Policy, Program and Procedures

Hi - Has anyone created a matrix for oversight requirements based on criticality and risk level? I'm reviewing our vendor set-up, and there doesn't seem to be consistency across the board. For example, some critical high-risk vendors have been set up to require cyber security reviews, incident responses, privacy policies, etc. but others have not. Same with non-critical, low-risk vendors -- some are set up to only require a W-9 and maybe insurance certificates, but others have more requirements added. Of course, if a vendor has access to customer data, more requirements are necessary. I'm working on creating a matrix but thought I'd reach out to see if anyone else has set up something similar.​​

This message was posted by a user wishing to remain anonymous

We use both criticality and previous risk assessments to determine our oversight requirements.  For all vendors ranked as critical or as tier 1, we complete a VRM scorecard annually which includes requests for financials, information security, disaster recovery and business continuity, as well as questions regarding who has access to our systems and data and if there has been any leadership changes. 
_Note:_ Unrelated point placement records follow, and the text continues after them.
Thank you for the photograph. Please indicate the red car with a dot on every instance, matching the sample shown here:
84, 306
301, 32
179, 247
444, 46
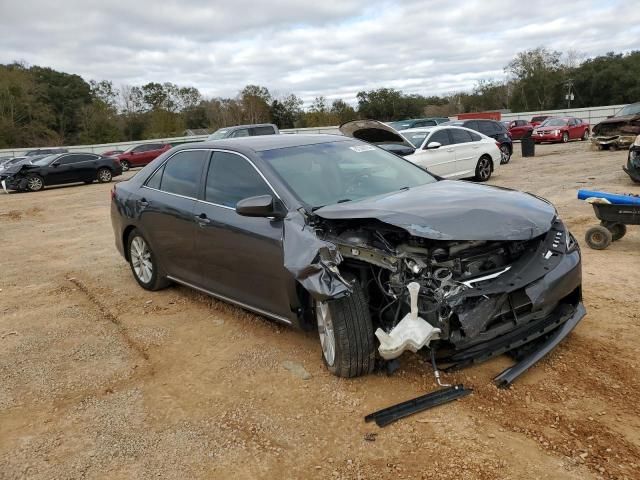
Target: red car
535, 121
518, 128
561, 130
140, 155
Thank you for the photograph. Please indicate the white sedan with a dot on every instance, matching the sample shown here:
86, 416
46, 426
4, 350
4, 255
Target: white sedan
447, 151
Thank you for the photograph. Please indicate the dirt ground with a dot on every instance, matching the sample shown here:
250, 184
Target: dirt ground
101, 379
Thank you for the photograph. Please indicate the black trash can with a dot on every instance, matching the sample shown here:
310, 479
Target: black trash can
528, 146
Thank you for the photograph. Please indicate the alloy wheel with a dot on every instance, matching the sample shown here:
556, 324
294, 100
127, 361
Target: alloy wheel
34, 184
325, 330
484, 168
141, 259
505, 156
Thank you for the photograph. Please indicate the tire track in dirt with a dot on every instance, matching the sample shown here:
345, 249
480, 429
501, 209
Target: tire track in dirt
107, 315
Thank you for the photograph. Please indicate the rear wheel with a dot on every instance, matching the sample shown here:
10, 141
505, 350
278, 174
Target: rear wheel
346, 334
484, 168
104, 175
598, 237
505, 154
35, 183
143, 263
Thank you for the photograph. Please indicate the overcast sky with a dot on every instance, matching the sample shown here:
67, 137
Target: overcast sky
333, 48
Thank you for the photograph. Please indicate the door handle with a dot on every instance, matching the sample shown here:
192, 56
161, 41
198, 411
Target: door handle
202, 219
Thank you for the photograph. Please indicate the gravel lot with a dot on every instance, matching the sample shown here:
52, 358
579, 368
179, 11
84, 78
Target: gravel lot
101, 379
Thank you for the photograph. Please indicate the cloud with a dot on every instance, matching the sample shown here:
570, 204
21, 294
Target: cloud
333, 48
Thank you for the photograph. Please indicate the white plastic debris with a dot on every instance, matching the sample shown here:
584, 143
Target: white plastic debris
411, 333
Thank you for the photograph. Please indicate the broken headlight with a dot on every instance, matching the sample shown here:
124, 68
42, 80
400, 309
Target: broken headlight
570, 240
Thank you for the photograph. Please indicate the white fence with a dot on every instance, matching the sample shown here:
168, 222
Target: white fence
592, 115
104, 147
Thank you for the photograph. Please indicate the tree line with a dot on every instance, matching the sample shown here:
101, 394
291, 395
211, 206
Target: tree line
40, 106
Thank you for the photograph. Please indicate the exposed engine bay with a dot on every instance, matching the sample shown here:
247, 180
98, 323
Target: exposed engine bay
469, 291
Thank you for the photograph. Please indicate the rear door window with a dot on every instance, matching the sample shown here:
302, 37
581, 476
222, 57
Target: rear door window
243, 132
232, 178
182, 173
460, 136
266, 130
441, 136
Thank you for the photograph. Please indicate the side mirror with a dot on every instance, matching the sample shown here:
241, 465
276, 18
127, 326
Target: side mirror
260, 206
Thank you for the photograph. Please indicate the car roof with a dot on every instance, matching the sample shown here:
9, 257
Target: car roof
270, 142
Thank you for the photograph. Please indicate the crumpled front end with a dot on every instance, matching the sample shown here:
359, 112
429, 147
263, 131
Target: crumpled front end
633, 161
480, 298
616, 132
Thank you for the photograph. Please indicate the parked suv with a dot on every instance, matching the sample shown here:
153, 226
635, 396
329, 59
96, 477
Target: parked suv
45, 151
244, 131
493, 129
141, 155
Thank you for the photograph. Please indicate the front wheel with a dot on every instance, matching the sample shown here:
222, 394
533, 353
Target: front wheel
484, 168
143, 263
346, 334
104, 175
35, 183
505, 154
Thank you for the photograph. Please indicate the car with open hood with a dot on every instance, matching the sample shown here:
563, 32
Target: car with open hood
447, 151
620, 130
329, 233
141, 155
35, 173
563, 130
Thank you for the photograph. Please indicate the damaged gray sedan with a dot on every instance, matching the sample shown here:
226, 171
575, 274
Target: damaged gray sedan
330, 233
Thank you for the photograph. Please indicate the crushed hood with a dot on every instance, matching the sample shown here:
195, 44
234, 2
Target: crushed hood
625, 125
454, 210
373, 131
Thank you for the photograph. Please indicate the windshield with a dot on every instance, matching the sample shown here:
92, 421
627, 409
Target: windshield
45, 160
416, 138
329, 173
218, 134
633, 109
554, 122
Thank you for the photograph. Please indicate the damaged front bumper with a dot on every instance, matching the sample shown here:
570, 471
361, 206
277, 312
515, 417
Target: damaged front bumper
615, 141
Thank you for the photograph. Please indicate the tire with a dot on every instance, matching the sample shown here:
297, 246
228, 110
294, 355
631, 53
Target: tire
143, 262
598, 237
346, 335
618, 230
35, 183
505, 154
104, 175
484, 168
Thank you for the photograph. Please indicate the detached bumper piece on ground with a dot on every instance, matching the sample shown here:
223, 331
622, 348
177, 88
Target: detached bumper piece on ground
391, 414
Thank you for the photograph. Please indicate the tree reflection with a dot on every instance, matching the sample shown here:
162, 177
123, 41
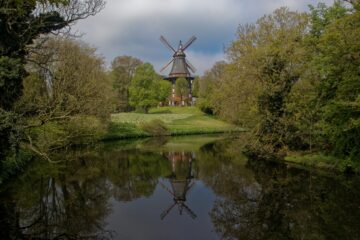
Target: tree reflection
60, 202
267, 200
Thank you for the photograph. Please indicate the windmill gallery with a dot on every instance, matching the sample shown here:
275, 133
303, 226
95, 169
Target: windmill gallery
180, 69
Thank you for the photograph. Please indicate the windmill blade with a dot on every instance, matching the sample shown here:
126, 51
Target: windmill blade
188, 189
167, 189
192, 68
188, 43
189, 211
166, 43
166, 65
166, 212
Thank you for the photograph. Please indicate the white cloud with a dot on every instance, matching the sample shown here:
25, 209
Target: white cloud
133, 27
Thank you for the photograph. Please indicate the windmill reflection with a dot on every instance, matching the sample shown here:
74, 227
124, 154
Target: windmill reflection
181, 182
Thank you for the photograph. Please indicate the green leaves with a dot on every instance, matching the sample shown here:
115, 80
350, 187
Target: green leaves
144, 88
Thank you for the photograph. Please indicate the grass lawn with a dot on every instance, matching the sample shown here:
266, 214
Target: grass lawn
178, 120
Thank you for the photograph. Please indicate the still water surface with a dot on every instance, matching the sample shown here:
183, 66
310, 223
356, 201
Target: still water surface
176, 188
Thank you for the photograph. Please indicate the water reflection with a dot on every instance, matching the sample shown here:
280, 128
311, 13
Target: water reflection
118, 191
181, 182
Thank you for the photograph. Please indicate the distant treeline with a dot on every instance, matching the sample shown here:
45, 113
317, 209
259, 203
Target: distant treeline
294, 79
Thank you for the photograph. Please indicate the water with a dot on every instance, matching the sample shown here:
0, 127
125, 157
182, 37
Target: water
178, 188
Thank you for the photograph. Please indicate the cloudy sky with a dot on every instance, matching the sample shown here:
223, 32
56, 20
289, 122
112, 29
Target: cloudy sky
133, 27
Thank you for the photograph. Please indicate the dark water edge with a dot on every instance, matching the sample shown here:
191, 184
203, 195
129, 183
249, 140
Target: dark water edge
196, 187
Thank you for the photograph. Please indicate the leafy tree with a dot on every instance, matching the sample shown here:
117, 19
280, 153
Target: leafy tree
122, 71
182, 89
21, 22
164, 90
69, 97
143, 89
339, 87
207, 87
195, 87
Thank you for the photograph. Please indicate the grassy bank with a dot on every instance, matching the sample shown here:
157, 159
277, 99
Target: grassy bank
178, 121
324, 162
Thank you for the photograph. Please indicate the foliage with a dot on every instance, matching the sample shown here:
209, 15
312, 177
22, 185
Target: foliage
67, 99
339, 87
122, 71
164, 90
144, 88
21, 23
294, 79
182, 89
155, 127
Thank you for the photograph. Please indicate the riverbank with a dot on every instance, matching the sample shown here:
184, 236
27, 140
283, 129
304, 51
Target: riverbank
177, 120
323, 162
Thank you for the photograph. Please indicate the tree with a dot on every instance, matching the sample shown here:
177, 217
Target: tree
21, 22
164, 90
69, 98
339, 86
195, 87
143, 89
122, 71
207, 87
182, 89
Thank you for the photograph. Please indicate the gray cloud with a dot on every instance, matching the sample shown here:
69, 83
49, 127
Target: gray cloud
133, 27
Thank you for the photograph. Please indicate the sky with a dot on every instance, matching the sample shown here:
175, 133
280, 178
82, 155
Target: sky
133, 27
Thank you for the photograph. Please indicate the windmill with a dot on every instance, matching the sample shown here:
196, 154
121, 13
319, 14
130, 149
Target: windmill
181, 67
181, 182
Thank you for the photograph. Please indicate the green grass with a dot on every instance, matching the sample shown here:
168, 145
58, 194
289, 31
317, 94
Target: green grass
178, 120
326, 162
In addition, all vendors have a risk assessment completed where the frequency of the assessment is determined by the vendor's criticality and tier and the previous risk assessment on the vendor product.  All critical and tier 1 vendors and any vendor product, regardless of criticality or tier, previously identified as 'high risk' are assessed annually or more frequently as needed.  All tier 2 vendors ranked as a 'moderate or low risk' and any vendor product, regardless of criticality or tier, previously identified as 'moderate risk' are assessed at least once every other year and all tier 3 vendors not meeting the above criteria will be assessed at the longer of a new purchase, renewal or 3 years.